Oh for the love of fuck, pass me a paper bag to breathe into will you? See, I’ve had my head betwixt my knees for the last fifteen minutes and I can still feel the oxygen in my lungs being replaced by rage. That’s because I’ve just seen a gadget that makes me wonder whether mankind should have abandoned its pursuit of progress at roughly the same time it stopped wanking at the sun. For this you can thank The Owlet, a ‘smart sock’ worn by infants so that their parents can – take a deep breath, kraken-lovers – monitor the heart rates and oxygen levels of their progeny.
No, I am not shitting you with this. In fact even my fevered imagination would be hard pushed to come up with a gadget that is fuelled solely by panic, milk and parental bewilderment. Here’s why. The Owlet is a sock worn by a baby to collect data about said baby’s vital signs, from the efficiency of its coronary ventricles to whether the little shit rolls over in the one fifteen minute stint that it’s actually asleep. That info is then sent to the parent’s internetty device of choice. It may help to imagine it as an intensive care bed in your arse-pocket.

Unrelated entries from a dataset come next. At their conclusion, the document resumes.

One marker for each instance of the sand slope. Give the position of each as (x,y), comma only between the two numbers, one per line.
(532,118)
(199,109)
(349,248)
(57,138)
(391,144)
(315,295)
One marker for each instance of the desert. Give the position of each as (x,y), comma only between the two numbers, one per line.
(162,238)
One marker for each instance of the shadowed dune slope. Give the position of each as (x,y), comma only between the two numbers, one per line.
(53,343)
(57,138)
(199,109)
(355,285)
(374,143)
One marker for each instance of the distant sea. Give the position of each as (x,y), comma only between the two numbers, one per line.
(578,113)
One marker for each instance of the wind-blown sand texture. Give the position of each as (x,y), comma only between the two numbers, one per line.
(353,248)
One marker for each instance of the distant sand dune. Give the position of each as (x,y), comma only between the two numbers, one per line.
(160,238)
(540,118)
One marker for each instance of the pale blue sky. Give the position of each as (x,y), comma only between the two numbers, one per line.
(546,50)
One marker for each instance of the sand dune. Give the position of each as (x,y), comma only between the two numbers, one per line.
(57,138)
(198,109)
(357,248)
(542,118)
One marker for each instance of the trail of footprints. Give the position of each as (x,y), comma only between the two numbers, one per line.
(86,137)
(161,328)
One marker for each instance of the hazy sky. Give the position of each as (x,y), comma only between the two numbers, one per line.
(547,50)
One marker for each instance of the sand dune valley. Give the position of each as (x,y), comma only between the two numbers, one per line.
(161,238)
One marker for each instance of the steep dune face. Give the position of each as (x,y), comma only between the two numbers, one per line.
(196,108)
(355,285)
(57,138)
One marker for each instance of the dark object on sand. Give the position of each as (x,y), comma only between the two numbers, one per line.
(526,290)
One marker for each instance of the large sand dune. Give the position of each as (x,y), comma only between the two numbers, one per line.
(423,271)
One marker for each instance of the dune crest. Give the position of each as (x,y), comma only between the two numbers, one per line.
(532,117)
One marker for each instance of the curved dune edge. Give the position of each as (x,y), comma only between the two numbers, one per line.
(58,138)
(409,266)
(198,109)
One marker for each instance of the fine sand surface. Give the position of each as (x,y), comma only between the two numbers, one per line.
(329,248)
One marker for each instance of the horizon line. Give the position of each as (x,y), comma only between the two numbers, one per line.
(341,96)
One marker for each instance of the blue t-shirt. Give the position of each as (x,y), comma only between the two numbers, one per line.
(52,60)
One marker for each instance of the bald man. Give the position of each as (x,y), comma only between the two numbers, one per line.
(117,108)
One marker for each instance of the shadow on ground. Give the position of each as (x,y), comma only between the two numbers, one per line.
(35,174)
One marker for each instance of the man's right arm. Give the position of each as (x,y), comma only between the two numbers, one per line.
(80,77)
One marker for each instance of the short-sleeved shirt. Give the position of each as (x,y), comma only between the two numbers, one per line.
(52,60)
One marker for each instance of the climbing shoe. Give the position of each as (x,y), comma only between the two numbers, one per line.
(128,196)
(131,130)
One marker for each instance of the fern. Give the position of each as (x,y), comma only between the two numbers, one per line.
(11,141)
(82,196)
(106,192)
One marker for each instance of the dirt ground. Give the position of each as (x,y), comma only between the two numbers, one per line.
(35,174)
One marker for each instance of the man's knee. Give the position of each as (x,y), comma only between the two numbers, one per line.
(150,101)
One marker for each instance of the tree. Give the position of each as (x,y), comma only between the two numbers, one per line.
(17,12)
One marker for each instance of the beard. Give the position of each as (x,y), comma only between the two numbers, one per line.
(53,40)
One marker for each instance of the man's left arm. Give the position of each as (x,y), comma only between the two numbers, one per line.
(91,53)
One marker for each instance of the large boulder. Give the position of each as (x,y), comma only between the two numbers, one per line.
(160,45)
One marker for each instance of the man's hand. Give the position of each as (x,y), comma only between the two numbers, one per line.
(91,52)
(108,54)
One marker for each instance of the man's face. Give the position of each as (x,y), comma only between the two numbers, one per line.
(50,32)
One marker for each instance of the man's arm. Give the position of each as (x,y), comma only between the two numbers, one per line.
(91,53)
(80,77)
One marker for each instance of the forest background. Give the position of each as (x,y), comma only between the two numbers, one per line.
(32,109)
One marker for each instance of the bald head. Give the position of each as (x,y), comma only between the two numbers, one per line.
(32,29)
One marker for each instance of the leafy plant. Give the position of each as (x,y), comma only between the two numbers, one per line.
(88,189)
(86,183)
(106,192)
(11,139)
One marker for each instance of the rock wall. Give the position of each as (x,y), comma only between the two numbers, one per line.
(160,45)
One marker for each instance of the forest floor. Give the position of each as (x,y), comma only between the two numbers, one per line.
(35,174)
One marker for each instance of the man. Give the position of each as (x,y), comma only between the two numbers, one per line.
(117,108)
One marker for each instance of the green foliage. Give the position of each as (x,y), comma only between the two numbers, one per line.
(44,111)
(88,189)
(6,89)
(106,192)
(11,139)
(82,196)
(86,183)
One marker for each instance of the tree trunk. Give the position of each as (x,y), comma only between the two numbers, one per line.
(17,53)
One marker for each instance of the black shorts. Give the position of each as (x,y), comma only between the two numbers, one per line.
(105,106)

That’s not all. On The Owlet’s website the gadget introduces itself with the lobe-shattering words ‘Be empowered by seeing your baby’s health at a glance” and “You’re entitled to know if your child’s heart is functioning normally”. Those quotes, though, are literary gold compared to what you are about to read. In a home page section entitled “Here’s why you will be a super mom” – eliminating the role of the father completely – it tells women to buy The Owlet because it reduces their stress, helps save the lives of other babies through the collection of data and that it will help to “impress your paediatrician when you print out weeks’ worth of your child’s health information”. That’s right. Forget exhaustion, dribbling tits, post-natal depression and an exploded clunge. What really bothers new mums is whether their doctor will nod at them approvingly.
Well thanks, Owlet. Thanks a fucking bunch. As if parenting a newborn isn’t sphincter-shattering enough, now you think you are empowering parents by giving them information that is meaningless unless they have a medical degree. How, pray, does being privy to a baby’s heart or oxygen rate “empower” a parent? Fruitlessly dashing to A&E every forty eight hours because your kid’s heart rate blips up when it squeezes out a turd isn’t empowerment, it’s slavery. Yet thanks to The Owlet parents will give up their day jobs to obsessively draw up graphs of oxygen intake because this is, apparently, the epitome of 21st Century fulfilment.
Well The Owlet can shove that right up its beak. That’s because gadgets like this one are nothing but a middle class con, worse they are a con paraded as a valuable addition to child-rearing. You want to know if your baby is breathing properly? Then check it hasn’t turned blue. You want to know if it’s heart is ticking healthily? Then put your hand on its paper-thin chest. You want to know if it’s rolled over? Walk up to its cot and have a fucking look. It’s not hard, although the owlet would like you to think it is because then it gets to sell more of these panic-inducers to unwitting parents.
Although perhaps I should replace the word ‘parents’ for ‘mothers’ because the guys behind The Owlet don’t seem to think that men have any parental responsibility after wiping their post-shag penises on the curtains. In fact, if The Owlet’s blurb is to be believed men are all about the ‘meh’ when it comes to their progeny’s health. Aye, The Owlet guys have clearly done their research and declared that men don’t want to be ‘super dads’ in the same way that women don’t want to stumble through any given day without fretting over whether they can impress their fucking GP. In fact I am staggered that men are allowed to buy The Owlet at all, what with them playing so fast and loose with their infants’ survival rate.
That’s why, had The Owlet been available when six-year old Kraken Junior was a baby, I’d have bought one simply to smear it with meconium before throwing it, like a grenade, into the river. Not even during the times when we did have to dash her to A&E would information about her heart rate, oxygen levels or ability to roll over have made even the teeniest hint of a bloody difference. In fact, had I produced graphs measuring her breathing the mental health team would have been called in to deal with the hysterically obsessed woman in bay 4. “Empowered”? The Owlet should be endangered if you ask me.